On Thu, Oct 16, 2014 at 3:58 AM, Shijun Sun <shij...@microsoft.com> wrote:
> Besides, server sent events might be roughly equivalent, but they are 
> horribly kludgy and suffer from robustness issues.

You'll have to elaborate on this. Or perhaps file a bug against
server-sent events explaining why so that can be pointed out in the
specification.


> My expectation would be the device (i.e. the push client) will pass the 
> message to the Service Worker (when it is active), and then the Service 
> Worker will wake up the browser.

You need a browser to run a service worker. The browser is pinged and
it might then decide to start running a service worker to process the
incoming message, or maybe decide to hold onto it for a bit. If the
browser is not running it might be booted, depends a bit on the
implementation details. That will likely evolve over time.
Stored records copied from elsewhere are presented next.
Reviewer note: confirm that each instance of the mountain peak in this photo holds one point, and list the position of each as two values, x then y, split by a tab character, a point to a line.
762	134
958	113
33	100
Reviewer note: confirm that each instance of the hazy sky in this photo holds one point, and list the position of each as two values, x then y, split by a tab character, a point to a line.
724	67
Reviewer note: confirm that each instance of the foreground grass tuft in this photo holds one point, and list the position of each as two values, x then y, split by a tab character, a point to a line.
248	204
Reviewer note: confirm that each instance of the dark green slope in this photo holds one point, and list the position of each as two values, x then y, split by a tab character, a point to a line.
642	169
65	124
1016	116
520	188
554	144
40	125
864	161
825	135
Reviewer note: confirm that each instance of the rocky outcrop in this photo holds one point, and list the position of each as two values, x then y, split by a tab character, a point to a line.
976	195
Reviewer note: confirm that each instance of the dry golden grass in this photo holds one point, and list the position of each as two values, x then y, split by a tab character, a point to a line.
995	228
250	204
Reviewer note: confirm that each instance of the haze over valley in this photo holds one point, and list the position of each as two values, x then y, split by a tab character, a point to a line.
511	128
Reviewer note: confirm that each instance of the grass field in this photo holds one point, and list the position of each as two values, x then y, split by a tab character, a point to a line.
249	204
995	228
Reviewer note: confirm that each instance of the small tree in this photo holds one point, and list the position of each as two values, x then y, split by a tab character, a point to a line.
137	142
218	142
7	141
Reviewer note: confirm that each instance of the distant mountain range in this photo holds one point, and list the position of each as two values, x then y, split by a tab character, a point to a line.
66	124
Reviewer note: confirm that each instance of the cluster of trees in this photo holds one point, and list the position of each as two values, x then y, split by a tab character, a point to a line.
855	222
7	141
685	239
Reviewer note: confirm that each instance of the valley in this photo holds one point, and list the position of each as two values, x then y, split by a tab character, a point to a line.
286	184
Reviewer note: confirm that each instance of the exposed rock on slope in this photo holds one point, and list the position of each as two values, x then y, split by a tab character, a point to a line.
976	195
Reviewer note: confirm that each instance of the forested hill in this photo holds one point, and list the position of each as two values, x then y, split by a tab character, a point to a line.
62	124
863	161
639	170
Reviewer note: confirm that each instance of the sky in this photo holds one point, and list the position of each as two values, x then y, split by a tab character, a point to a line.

> Assuming we have a WebRTC app, which has registered for a push notification 
> at GCM.  Now there is an incoming video call, while the browser is still 
> inactive.  The notification from the web server will go to the GCM, which 
> relays it to the device push client, which displays a toast notification 
> *right away*, when user clicks, the browser is launched with the webapp to 
> take the call.

Without service workers that application might not load fast enough
over the network to take that call. Also, it seems undesirable to
always get a notification for each incoming push message. It should
just be a new communication channel for the application.